В то же время эта предыстория жизненно важна, прежде всего потому, что она никогда по-настоящему не заканчивалась, кроме того, она всегда поддерживала разнородные потоки критического сознания, которое ставило под сомнение, проверяло и обогощало более формальную общественную науку, которая сформировалась к концу XIX века. Более конкретно, эта предыстория перевода и обучения за рубежом важна, поскольку она способствовала развитию так называемого «имперского сознания» японских общественных наук. Начиная с самых ранних этапов она влекла за собой чувство представительства и привилегий, а также отождествление с «общественным» благом, вытекающим из ее ранней связи с государством и ведущей роли в процессе рационализации. В чем состояла ее роль? В течение значительного периода она оказывала поддержку внедрению и присвоению западных систем мышления, технологий и институциональной организации, а также их интеграции с местными элементами. Японцы эпохи Мэйдзи говорили не о «модернизации» (киндайка), а о «вестернизации» или «европеизации» (о:ка). Как уже указывалось, эти «-изации» включали способы ви́дения и говорения, способы репрезентации; и действительно, в некотором смысле они даже отдавали предпочтение этим способам. Представлялось, что мысль ведет к действию, и чтобы изменить действие, необходимо было изменить мысль. Как заметил Александр Гершенкрон, для обществ, развивающихся в условиях экономической отсталости, индустриализация (или, шире, рационализация) была процессом, в котором решающую роль играл «более сильный стимул» в виде идеологии [Гершенкрон 2015: 83].

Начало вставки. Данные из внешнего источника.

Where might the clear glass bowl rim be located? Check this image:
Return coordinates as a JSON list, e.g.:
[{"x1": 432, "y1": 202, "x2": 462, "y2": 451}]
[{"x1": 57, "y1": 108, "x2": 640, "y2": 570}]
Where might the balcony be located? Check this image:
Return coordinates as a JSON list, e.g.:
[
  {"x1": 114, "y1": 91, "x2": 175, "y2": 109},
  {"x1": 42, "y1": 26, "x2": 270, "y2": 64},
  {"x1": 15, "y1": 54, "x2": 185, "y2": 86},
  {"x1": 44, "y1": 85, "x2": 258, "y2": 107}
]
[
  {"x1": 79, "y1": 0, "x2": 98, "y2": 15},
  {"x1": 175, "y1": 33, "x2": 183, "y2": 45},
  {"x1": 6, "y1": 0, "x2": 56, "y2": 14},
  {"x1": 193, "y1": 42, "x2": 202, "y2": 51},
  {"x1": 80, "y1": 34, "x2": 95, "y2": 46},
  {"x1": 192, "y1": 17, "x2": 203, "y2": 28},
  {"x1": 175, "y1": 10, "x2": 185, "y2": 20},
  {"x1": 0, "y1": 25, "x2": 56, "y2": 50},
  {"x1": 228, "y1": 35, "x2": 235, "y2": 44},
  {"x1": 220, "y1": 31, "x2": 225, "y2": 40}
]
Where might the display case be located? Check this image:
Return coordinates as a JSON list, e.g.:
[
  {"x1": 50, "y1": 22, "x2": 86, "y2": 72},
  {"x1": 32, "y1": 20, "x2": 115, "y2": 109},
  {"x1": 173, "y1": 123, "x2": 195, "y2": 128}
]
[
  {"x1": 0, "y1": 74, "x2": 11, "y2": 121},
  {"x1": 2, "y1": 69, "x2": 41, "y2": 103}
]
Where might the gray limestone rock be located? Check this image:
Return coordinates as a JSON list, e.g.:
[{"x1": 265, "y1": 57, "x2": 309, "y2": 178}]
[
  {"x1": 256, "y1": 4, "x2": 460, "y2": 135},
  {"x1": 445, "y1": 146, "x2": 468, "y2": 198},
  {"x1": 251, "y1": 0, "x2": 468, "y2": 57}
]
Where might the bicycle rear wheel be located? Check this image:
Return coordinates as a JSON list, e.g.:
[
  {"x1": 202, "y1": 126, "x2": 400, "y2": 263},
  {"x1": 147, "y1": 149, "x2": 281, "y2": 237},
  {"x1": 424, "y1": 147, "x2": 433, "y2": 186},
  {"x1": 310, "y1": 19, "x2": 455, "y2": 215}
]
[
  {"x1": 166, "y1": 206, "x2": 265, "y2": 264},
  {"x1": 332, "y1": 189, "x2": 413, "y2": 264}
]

Второй этап процесса – интеграция с местными элементами – не менее важен; именно институционализация этого процесса интеграции обеспечила условия для возникновения японских общественных наук. При рассмотрении первых четырех десятилетий японской модерности в совокупности местные элементы действительно приобретают очень большое значение. Объяснение причин и последствий этого было одной из главных забот, если не сказать навязчивых идей японских общественных наук.

Однако слово «местные» ни тогда, ни сейчас не относится просто к наследию прошлого Токугавы, каким бы динамичным оно ни было. Оно скорее указывает на «неонативистскую» (neonative), или «изобретенную», традицию власти, семейственности, деревенского коммунитаризма и другие подобные конструкции, для которых западный опыт (теперь, как понятно, содержащий различные, даже взаимно противоречащие элементы) обеспечивал легитимирующую систему отсчета. Стремительная «вестернизация» преобразила социальный и интеллектуальный ландшафт, пути назад не было. Используемые до Реставрации Мэйдзи термины, дзисэй и дзиун (сила или ход времени), были широко распространены в японских трудах об обществе, где их пытались объединить с западными представлениями о социальном прогрессе или эволюции, приводя аргументы в терминах универсалистских теорий естественных прав – Япония теперь встала на путь «цивилизации». Однако ситуация изменилась вместе с фрагментацией и поражением Движения за свободу и народные права в начале 1880-х годов на фоне суровой дефляции, связанной с политикой министра финансов Мацукаты Масаёси. Разговоры о «естественных правах» уступили место многозначному социал-дарвинистскому дискурсу, который, в свою очередь, был преобразован в национальный органицизм. «Борьба за существование» оказалась реальной и прежде всего представляла борьбу наций и рас между собой. Она не была – и не должна была – превращаться в борьбу классов или групп внутри нации. Считалось, что, связывая такие представления о национальной борьбе с органицизмом, можно удержать будущее; тогда модерность подчинилась бы порядку переосмысленной традиции. В ее основе лежали «теплые манеры и красивые обычаи» (дзюмпу: бидзоку) сельской Японии, а также отеческие чувства вышестоящего к нижестоящему на социальной лестнице человеку, которые якобы характеризовали общественные взаимоотношения. В основе же всего мы видим государство, которое в течение решающих десятилетий своего становления полагалось на изымаемые излишки и рабочую силу, привлекаемую – наряду с предпринимательскими и бюрократическими талантами – из деревень.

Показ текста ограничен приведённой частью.